South Korean LNG shipbuilder, Daewoo Shipbuilding and Marine Engineering (DSME), said it cancelled the last of three LNG carrier orders from 2020 to serve the Yamal LNG export facility in Arctic Russia, operated by natural gas company Novatek.
DSME said it had now cancelled all three contracts on the vessels ordered two years ago as the client had failed to meet the pre-payment schedules for the ships on time as Western-led sanctions led to financial and other restrictions on Russia after the Ukraine invasion.
Novatek and its partners in Yamal LNG as well as the Arctic LNG II project have placed large previous orders for icebreaking LNG carriers with South Korean shipbuilders.
Newbuild berths
DSME signed the newbuilding contract in October 2020 for Yamal LNG vessels that amounted to $760 million for the three ships.
The cancellations come amid a global scramble for newbuild LNG shipbuilding berths at yards in South Korea, China and Japan.
Seapeak LLC, the re-branded Teekay LNG following its January 2022 acquisition by New York-based equity fund Stonepeak for $5.3Bln, confirmed that it had ordered five 174,000 cubic metres capacity vessels from another South Korea shipyard, Samsung Heavy Industries (SHI).
The ships will cost around $1.1Bln and are scheduled for delivery in 2027.

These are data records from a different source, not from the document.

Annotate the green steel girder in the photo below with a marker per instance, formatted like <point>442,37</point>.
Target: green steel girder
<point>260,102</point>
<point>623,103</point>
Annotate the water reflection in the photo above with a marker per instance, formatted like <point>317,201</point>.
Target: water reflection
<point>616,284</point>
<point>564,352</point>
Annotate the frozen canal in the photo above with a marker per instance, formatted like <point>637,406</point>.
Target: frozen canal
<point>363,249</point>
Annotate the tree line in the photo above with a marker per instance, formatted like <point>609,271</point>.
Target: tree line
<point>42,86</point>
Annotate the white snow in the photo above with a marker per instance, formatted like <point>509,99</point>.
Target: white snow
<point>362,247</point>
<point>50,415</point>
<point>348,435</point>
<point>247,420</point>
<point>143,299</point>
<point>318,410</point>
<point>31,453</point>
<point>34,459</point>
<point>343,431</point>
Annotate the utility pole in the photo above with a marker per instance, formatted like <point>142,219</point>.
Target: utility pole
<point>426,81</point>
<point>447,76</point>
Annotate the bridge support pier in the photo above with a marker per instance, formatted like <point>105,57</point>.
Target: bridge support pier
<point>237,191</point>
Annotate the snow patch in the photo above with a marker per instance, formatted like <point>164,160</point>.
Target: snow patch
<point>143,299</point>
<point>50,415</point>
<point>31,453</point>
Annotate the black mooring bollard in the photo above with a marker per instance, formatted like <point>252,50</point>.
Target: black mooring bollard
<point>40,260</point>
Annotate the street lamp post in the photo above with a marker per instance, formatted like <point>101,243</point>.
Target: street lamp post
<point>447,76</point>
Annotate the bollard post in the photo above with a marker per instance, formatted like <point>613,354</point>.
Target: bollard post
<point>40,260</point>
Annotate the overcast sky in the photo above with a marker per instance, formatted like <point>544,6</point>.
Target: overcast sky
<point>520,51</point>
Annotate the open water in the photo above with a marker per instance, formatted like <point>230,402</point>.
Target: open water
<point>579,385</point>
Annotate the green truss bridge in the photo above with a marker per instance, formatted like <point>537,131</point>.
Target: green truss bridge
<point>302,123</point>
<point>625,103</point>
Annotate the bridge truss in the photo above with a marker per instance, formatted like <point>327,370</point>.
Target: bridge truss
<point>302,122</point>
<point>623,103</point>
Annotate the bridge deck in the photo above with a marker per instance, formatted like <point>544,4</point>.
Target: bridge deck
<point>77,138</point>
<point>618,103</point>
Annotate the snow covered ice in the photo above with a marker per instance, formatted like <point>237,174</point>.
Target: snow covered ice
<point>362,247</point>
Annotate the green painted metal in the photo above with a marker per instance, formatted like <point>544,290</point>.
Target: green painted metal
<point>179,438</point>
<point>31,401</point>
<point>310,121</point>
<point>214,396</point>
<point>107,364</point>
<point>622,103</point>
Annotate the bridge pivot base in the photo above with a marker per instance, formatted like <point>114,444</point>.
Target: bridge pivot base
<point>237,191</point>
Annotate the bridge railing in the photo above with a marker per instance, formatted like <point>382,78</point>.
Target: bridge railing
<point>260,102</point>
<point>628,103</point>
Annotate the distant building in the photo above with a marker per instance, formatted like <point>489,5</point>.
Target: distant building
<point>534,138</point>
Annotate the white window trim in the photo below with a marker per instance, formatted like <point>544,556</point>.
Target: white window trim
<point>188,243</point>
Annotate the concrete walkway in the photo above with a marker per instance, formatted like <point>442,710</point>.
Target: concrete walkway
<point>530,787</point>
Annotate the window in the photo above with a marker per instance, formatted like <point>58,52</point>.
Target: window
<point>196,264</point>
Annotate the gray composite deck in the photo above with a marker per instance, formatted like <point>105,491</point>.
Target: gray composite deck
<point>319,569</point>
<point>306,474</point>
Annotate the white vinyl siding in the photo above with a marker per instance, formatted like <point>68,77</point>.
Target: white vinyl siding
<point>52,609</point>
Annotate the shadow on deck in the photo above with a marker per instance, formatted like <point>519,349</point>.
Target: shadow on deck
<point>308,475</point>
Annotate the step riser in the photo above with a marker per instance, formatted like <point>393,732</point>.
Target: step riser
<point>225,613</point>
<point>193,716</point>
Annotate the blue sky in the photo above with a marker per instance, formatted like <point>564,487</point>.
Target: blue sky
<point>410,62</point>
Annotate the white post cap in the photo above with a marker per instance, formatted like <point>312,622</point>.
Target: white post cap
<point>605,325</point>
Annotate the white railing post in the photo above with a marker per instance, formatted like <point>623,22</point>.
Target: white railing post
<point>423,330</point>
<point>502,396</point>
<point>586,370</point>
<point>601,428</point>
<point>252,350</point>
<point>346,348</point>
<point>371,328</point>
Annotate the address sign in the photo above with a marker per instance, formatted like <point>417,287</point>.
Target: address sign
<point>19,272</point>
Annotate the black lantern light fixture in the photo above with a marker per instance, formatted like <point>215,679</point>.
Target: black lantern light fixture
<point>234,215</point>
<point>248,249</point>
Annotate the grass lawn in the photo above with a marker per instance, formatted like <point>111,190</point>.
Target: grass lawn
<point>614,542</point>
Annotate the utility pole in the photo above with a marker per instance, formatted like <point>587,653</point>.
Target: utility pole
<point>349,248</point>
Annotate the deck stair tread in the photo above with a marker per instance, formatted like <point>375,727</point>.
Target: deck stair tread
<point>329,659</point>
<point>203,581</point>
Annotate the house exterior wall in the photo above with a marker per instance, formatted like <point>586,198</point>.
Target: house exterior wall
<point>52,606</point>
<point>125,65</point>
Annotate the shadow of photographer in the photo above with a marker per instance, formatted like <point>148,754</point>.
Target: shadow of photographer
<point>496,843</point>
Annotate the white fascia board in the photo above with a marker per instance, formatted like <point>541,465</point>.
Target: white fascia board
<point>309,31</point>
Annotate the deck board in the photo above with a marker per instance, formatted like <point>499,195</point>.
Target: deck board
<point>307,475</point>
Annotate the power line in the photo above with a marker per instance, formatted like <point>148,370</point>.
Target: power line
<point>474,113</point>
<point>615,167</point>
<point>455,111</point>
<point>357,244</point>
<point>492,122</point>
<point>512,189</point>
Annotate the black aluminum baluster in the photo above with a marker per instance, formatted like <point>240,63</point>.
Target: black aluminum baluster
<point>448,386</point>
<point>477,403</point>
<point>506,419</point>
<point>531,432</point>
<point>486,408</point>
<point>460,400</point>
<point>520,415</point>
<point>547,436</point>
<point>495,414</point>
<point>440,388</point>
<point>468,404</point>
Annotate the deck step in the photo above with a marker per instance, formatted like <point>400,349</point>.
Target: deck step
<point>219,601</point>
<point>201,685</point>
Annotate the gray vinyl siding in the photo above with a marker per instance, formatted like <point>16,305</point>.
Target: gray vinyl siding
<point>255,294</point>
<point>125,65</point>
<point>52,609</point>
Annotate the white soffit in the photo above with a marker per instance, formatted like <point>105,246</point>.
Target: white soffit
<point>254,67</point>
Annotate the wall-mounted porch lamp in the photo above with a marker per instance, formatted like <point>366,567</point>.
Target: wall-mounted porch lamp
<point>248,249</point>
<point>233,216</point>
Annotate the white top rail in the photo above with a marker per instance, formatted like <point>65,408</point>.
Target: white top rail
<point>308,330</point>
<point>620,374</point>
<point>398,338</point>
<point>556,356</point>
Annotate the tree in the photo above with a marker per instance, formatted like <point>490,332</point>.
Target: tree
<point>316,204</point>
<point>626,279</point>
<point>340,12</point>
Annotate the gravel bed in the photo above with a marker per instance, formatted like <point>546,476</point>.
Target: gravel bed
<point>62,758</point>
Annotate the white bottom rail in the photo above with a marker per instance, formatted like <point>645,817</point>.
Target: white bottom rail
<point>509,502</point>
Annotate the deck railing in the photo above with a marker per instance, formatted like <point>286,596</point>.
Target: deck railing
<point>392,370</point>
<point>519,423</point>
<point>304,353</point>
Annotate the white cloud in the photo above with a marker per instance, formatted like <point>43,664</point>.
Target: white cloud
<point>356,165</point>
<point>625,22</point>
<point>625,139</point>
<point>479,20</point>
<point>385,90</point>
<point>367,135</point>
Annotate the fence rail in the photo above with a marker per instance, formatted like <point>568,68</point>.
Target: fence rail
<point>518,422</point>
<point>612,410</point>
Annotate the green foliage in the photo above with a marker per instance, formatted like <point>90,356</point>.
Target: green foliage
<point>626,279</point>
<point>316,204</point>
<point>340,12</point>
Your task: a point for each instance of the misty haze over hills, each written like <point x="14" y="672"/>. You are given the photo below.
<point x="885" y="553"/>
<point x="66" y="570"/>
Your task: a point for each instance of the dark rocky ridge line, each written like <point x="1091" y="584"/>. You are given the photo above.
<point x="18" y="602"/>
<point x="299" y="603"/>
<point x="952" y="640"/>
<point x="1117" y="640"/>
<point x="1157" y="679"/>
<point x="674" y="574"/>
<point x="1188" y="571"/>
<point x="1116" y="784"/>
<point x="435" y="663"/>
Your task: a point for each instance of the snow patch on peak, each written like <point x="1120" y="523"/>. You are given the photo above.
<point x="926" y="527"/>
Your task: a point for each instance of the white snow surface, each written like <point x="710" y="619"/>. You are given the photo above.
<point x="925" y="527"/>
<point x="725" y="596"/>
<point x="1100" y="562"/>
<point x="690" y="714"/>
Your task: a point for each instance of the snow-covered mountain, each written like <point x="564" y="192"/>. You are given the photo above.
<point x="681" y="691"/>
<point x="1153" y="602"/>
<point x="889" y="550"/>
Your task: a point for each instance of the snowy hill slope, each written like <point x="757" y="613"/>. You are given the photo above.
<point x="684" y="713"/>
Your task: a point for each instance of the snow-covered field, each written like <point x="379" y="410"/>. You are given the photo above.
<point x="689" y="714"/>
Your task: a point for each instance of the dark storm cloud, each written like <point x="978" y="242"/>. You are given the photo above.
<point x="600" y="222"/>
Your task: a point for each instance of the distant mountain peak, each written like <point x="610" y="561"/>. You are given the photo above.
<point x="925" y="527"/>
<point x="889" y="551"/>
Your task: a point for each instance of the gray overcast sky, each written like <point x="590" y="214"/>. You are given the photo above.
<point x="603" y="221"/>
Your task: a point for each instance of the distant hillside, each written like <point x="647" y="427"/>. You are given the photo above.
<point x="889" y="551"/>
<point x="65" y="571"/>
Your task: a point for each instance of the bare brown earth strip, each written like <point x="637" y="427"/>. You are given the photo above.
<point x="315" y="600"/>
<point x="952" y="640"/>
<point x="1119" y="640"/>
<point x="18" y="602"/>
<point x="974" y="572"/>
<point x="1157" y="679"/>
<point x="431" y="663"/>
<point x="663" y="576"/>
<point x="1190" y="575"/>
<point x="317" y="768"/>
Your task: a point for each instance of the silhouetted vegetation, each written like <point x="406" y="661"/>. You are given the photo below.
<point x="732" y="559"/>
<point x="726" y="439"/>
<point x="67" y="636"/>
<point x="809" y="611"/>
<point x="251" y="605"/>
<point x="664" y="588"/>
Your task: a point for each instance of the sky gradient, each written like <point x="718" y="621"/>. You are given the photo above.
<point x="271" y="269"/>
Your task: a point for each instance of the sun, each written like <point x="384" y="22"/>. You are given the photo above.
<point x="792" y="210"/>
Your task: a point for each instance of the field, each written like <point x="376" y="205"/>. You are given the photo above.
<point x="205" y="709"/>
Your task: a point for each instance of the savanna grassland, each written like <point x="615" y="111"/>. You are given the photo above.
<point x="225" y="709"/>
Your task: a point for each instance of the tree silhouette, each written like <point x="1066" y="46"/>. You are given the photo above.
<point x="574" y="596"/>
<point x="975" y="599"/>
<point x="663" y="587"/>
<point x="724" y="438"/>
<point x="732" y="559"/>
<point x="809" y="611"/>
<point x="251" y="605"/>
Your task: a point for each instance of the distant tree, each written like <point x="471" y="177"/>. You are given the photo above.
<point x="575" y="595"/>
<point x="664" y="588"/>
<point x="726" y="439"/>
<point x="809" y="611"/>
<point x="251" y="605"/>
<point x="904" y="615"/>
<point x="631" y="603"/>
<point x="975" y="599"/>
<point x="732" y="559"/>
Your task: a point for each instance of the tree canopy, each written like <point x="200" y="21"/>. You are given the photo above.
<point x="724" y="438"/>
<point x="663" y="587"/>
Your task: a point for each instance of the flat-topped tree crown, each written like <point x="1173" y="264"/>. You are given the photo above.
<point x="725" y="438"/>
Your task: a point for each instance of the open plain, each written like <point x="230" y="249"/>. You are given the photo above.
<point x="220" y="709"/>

SHI said in a recent regulatory filings that it had obtained $9.2Bln worth of orders so far this year, surpassing its yearly order target of $8.8Bln.
It marked the second year of SHI beating contract targets in the booming LNG shipping sector.
SHI explained that from its 45 vessel orders this year a total of 35 were for LNG carriers.
Overall orders
Clarkson Research Service a shipping consultancy and data collector has revised its newbuild forecast for LNG.
The firm said that a total of $56Bln of orders had been received by the third quarter of 2022 with LNG newbuilds comprising 94 ships with 16 million cubic metres capacity and amounting to $19.7Bln of the global order total.